EXHIBIT 5
May 20, 2022
USA Truck, Inc.
3200 Industrial Park Road
Van Buren, Arkansas 72956
Re:Registration Statement on Form S-8
Ladies and Gentlemen:
We are acting as counsel to USA Truck, Inc., a Delaware corporation (the "Company"), in connection with its preparation and filing with the Securities and Exchange Commission (the "Commission") of a Registration Statement on Form S-8 (the "Registration Statement") to be filed on or about the date hereof. The Registration Statement relates to the registration by the Company under the Securities Act of 1933, as amended (the “Securities Act”) of an additional 250,000 authorized and unissued shares of the Company's common stock, par value $0.01 per share (the "Common Stock"), which may be issued pursuant to awards under the Company's 2014 Omnibus Incentive Plan, as amended by the first, second and third amendments (the "Plan").

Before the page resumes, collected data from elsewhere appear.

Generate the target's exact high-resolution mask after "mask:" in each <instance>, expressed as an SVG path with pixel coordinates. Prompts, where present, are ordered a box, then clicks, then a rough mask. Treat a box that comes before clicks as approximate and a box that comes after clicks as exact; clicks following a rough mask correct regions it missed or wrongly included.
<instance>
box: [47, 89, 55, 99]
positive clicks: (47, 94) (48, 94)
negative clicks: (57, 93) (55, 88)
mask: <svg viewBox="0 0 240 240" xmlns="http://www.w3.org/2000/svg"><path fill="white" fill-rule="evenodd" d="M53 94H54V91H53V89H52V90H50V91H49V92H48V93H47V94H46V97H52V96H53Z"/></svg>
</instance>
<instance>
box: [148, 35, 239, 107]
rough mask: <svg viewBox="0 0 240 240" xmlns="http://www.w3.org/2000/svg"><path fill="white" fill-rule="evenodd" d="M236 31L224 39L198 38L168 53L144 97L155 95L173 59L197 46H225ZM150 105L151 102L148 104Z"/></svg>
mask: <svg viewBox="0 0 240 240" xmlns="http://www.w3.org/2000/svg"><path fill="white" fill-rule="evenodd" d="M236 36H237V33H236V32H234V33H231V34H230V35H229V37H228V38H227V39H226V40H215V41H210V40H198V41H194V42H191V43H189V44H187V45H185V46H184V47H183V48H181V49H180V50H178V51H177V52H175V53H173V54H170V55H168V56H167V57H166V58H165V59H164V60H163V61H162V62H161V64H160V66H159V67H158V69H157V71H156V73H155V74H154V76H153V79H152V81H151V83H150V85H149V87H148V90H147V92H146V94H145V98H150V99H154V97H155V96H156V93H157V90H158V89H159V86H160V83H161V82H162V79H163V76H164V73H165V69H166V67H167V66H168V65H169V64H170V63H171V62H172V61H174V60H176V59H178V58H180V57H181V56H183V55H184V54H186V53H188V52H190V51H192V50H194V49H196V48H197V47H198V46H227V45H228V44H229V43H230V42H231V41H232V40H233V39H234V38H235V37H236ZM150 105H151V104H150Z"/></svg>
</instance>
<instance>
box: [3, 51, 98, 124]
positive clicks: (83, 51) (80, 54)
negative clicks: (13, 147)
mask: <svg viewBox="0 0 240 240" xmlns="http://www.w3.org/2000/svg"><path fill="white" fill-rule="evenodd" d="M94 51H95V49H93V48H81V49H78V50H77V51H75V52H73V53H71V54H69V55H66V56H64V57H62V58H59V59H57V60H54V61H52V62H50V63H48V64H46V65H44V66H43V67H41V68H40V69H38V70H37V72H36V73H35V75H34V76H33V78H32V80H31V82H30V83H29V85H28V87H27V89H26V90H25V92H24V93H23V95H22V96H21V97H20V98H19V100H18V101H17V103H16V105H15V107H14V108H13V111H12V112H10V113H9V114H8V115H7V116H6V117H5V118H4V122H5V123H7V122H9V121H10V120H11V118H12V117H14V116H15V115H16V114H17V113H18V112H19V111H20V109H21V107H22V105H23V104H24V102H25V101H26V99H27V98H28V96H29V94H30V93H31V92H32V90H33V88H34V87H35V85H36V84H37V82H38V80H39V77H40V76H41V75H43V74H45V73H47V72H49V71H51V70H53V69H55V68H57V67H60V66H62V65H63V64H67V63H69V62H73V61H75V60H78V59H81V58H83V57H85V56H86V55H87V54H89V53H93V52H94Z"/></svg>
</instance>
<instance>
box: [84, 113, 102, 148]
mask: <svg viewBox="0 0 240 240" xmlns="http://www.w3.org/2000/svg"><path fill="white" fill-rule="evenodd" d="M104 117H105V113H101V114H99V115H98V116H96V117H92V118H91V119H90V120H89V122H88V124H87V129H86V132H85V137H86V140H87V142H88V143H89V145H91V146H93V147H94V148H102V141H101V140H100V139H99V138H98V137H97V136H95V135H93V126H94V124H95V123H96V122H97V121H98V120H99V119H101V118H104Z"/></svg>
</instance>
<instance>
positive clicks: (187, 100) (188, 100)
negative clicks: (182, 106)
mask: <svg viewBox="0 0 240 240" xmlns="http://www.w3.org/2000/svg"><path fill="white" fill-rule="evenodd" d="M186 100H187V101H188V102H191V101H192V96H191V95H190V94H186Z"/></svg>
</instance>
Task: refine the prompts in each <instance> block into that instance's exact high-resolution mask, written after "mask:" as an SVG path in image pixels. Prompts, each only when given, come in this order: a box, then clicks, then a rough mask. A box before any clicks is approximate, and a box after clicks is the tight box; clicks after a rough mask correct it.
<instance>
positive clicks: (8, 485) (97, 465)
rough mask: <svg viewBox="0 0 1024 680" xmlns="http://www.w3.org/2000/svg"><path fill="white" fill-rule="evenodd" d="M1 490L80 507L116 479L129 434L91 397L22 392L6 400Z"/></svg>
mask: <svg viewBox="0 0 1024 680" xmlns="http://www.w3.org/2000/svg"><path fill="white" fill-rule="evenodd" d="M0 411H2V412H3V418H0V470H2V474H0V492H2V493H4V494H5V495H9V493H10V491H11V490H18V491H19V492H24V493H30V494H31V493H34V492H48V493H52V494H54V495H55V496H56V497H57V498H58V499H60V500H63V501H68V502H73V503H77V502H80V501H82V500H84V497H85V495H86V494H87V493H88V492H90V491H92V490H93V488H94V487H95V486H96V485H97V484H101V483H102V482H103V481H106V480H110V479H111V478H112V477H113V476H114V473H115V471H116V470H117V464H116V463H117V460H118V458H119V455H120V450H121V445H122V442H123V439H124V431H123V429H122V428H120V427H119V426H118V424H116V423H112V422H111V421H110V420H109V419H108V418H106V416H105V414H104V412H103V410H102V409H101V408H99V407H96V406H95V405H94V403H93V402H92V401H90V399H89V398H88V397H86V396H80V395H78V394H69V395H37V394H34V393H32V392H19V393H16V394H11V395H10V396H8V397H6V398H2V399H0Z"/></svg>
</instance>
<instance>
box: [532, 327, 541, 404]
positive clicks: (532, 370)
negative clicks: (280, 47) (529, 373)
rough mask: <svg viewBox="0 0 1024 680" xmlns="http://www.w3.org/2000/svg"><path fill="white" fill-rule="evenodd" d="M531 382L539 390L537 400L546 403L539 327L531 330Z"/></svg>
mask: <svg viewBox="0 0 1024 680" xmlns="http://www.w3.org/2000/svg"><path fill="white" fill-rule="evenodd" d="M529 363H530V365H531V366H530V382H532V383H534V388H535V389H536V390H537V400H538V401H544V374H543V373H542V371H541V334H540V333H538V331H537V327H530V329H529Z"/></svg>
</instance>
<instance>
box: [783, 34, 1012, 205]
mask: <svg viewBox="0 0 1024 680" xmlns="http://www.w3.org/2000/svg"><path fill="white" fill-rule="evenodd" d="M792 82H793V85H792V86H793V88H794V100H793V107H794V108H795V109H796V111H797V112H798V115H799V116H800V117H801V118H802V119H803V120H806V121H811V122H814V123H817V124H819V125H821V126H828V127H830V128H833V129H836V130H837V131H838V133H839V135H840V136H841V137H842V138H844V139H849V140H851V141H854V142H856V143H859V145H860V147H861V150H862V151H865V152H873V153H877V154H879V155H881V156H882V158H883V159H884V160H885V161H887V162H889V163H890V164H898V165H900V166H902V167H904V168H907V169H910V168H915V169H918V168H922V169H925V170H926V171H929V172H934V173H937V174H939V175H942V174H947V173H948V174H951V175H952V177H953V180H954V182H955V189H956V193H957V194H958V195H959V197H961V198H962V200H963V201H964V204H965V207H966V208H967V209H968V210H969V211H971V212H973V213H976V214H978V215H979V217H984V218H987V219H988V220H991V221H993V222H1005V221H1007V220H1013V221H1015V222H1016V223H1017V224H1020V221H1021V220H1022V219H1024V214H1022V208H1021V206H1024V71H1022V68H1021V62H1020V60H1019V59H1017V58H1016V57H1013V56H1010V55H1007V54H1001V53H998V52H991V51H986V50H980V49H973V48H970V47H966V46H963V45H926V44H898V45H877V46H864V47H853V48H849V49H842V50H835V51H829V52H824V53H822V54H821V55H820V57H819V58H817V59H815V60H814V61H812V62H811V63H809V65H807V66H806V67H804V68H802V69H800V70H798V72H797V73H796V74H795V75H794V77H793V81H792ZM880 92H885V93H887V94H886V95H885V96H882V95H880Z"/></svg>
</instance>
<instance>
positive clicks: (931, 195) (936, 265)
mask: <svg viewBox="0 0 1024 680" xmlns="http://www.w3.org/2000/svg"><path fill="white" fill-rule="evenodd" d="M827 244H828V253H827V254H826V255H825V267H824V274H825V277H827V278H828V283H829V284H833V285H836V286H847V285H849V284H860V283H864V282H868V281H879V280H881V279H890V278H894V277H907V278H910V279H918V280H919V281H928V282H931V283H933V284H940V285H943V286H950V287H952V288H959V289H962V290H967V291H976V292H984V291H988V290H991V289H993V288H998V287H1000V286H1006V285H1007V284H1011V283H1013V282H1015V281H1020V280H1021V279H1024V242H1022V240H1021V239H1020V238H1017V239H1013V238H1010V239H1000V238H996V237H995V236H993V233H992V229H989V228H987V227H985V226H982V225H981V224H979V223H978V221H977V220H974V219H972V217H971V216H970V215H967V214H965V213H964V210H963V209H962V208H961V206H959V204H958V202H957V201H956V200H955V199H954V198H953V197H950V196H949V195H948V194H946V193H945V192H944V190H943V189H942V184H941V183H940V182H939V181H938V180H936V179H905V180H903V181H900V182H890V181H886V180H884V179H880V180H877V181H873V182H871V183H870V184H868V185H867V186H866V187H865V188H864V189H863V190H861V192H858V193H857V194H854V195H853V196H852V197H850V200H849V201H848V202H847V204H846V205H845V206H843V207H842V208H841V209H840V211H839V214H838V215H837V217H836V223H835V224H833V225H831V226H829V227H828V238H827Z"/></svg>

This opinion letter is being delivered in accordance with the requirements of Item 601(b)(5) of Regulation S-K, 17 C.F.R. § 229.601(b)(5). We are rendering this opinion as of the time the Registration Statement becomes effective, which Registration Statement became automatically effective upon filing with the Commission pursuant to Rule 462(a) under the Securities Act.
In rendering the opinion set forth below, we have examined originals, or copies certified or otherwise identified to our satisfaction, of (a) an executed copy of the Registration Statement; (b) the Restated and Amended Certificate of Incorporation of the Company; (c) the Bylaws of the Company; (d) certain resolutions adopted by the Board of Directors of the Company relating to the filing of the Registration Statement; (e) the Plan; and (f) such other documents, records, certificates, and other instruments as in our judgment are necessary or appropriate for purposes of this opinion. We have relied upon statements and representations of officers and other representatives of the Company as to factual matters.
In our examination of the aforesaid documents, we have assumed without verification the genuineness of all signatures, the legal capacity of all natural persons, the accuracy and completeness of all documents submitted to us, the authenticity of all original documents, the conformity to authentic original documents of all documents submitted to us as copies, and that the Company will have sufficient authorized and unissued shares of Common Stock available with respect to any shares of Common Stock issued pursuant to awards under the Plan after the date of this letter. This opinion letter is given, and all statements herein are made, in the context of the foregoing.
This opinion letter is based as to matters of law solely on the internal laws of the State of Delaware and the federal laws of the United States. We express no opinion herein as to any other laws, statutes, ordinances, rules, or regulations.
Based upon, subject to, and limited by the foregoing, and subject to the assumptions, limitations, and qualifications stated herein, we are of the opinion that the additional 250,000 shares of Common Stock that may be issued pursuant to awards under the Plan are duly authorized shares of Common Stock, and, when issued against receipt of the consideration therefor in accordance with the provisions of the Plan, will be validly issued, fully paid, and nonassessable.
Our opinion represents the reasoned judgment of Scudder Law Firm, P.C., L.L.O., as to certain matters of law stated herein and should not be considered or construed as a guaranty. This opinion letter is limited to the specific issues addressed herein, and no opinion may be inferred or implied beyond that expressly stated herein. This opinion letter speaks as of the date hereof. Our opinion is subject to future changes in law or fact, and we disclaim any obligation to advise you of or update this opinion for any changes of applicable law or facts that may affect matters or opinions set forth herein.